182
votes

I've just started using R and I'm not sure how to incorporate my dataset with the following sample code:

sample(x, size, replace = FALSE, prob = NULL)

I have a dataset that I need to put into a training (75%) and testing (25%) set. I'm not sure what information I'm supposed to put into the x and size? Is x the dataset file, and size how many samples I have?

26
x can be the index (row/col nos. say) of your data. size can be 0.75*nrow(data). Try sample(1:10, 4, replace = FALSE, prob = NULL) to see what it does.harkmug

26 Answers

285
votes

There are numerous approaches to achieve data partitioning. For a more complete approach take a look at the createDataPartition function in the caTools package.

Here is a simple example:

data(mtcars)

## 75% of the sample size
smp_size <- floor(0.75 * nrow(mtcars))

## set the seed to make your partition reproducible
set.seed(123)
train_ind <- sample(seq_len(nrow(mtcars)), size = smp_size)

train <- mtcars[train_ind, ]
test <- mtcars[-train_ind, ]
106
votes

It can be easily done by:

set.seed(101) # Set Seed so that same sample can be reproduced in future also
# Now Selecting 75% of data as sample from total 'n' rows of the data  
sample <- sample.int(n = nrow(data), size = floor(.75*nrow(data)), replace = F)
train <- data[sample, ]
test  <- data[-sample, ]

By using caTools package:

require(caTools)
set.seed(101) 
sample = sample.split(data$anycolumn, SplitRatio = .75)
train = subset(data, sample == TRUE)
test  = subset(data, sample == FALSE)
37
votes

I would use dplyr for this, makes it super simple. It does require an id variable in your data set, which is a good idea anyway, not only for creating sets but also for traceability during your project. Add it if doesn't contain already.

mtcars$id <- 1:nrow(mtcars)
train <- mtcars %>% dplyr::sample_frac(.75)
test  <- dplyr::anti_join(mtcars, train, by = 'id')
31
votes

This is almost the same code, but in more nice look

bound <- floor((nrow(df)/4)*3)         #define % of training and test set

df <- df[sample(nrow(df)), ]           #sample rows 
df.train <- df[1:bound, ]              #get training set
df.test <- df[(bound+1):nrow(df), ]    #get test set
25
votes
library(caret)
intrain<-createDataPartition(y=sub_train$classe,p=0.7,list=FALSE)
training<-m_train[intrain,]
testing<-m_train[-intrain,]
22
votes

I will split 'a' into train(70%) and test(30%)

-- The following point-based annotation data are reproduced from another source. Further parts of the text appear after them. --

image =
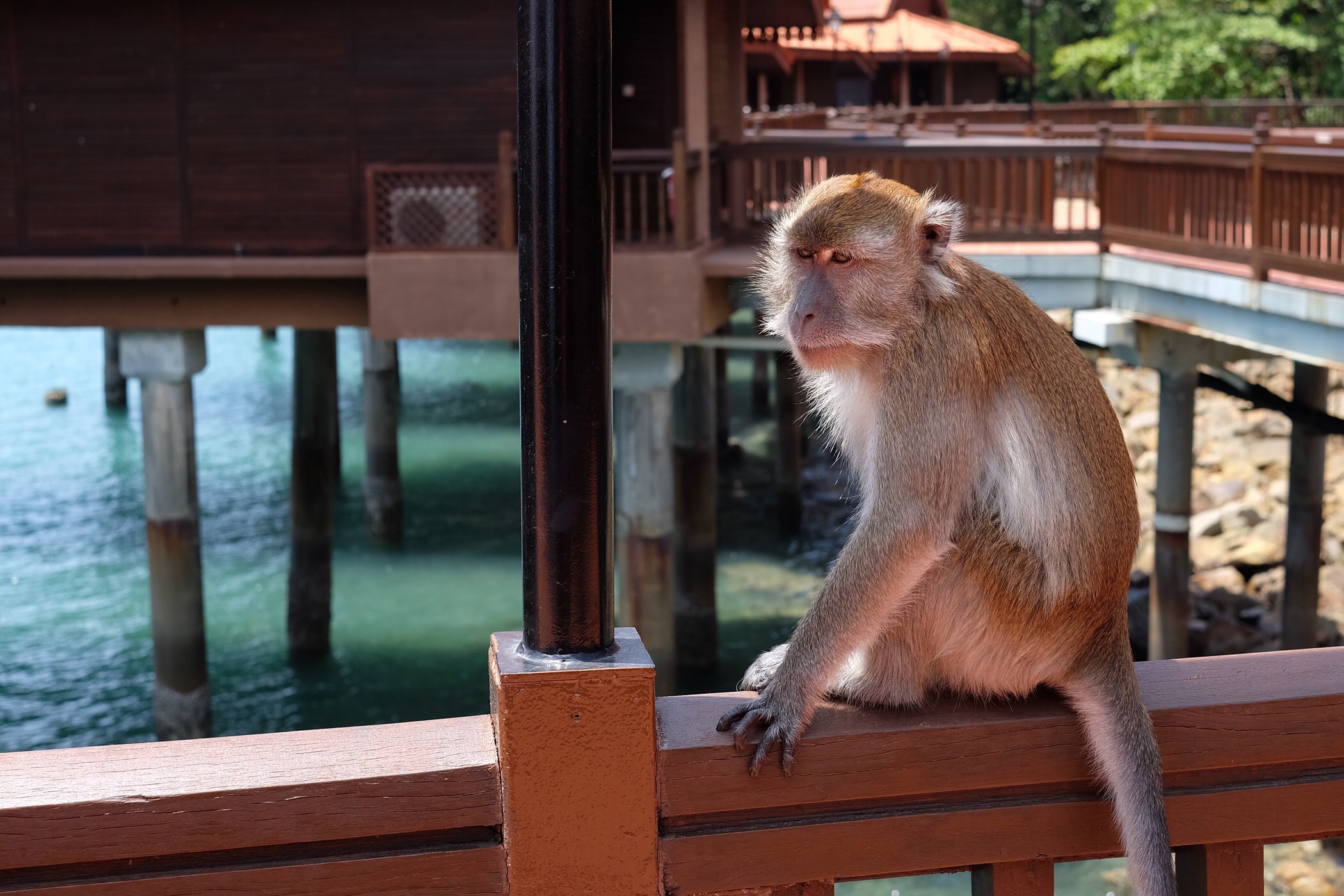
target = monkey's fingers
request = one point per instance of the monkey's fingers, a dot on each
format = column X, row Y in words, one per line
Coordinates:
column 732, row 716
column 790, row 743
column 756, row 716
column 771, row 737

    a # original data frame
    library(dplyr)
    train<-sample_frac(a, 0.7)
    sid<-as.numeric(rownames(train)) # because rownames() returns character
    test<-a[-sid,]

done

17
votes

My solution is basically the same as dickoa's but a little easier to interpret:

data(mtcars)
n = nrow(mtcars)
trainIndex = sample(1:n, size = round(0.7*n), replace=FALSE)
train = mtcars[trainIndex ,]
test = mtcars[-trainIndex ,]
10
votes

I can suggest using the rsample package:

# choosing 75% of the data to be the training data
data_split <- initial_split(data, prop = .75)
# extracting training data and test data as two seperate dataframes
data_train <- training(data_split)
data_test  <- testing(data_split)
8
votes

Just a more brief and simple way using awesome dplyr library:

library(dplyr)
set.seed(275) #to get repeatable data

data.train <- sample_frac(Default, 0.7)

train_index <- as.numeric(rownames(data.train))
data.test <- Default[-train_index, ]
5
votes

If you type:

?sample

If will launch a help menu to explain what the parameters of the sample function mean.

I am not an expert, but here is some code I have:

data <- data.frame(matrix(rnorm(400), nrow=100))
splitdata <- split(data[1:nrow(data),],sample(rep(1:4,as.integer(nrow(data)/4))))
test <- splitdata[[1]]
train <- rbind(splitdata[[1]],splitdata[[2]],splitdata[[3]])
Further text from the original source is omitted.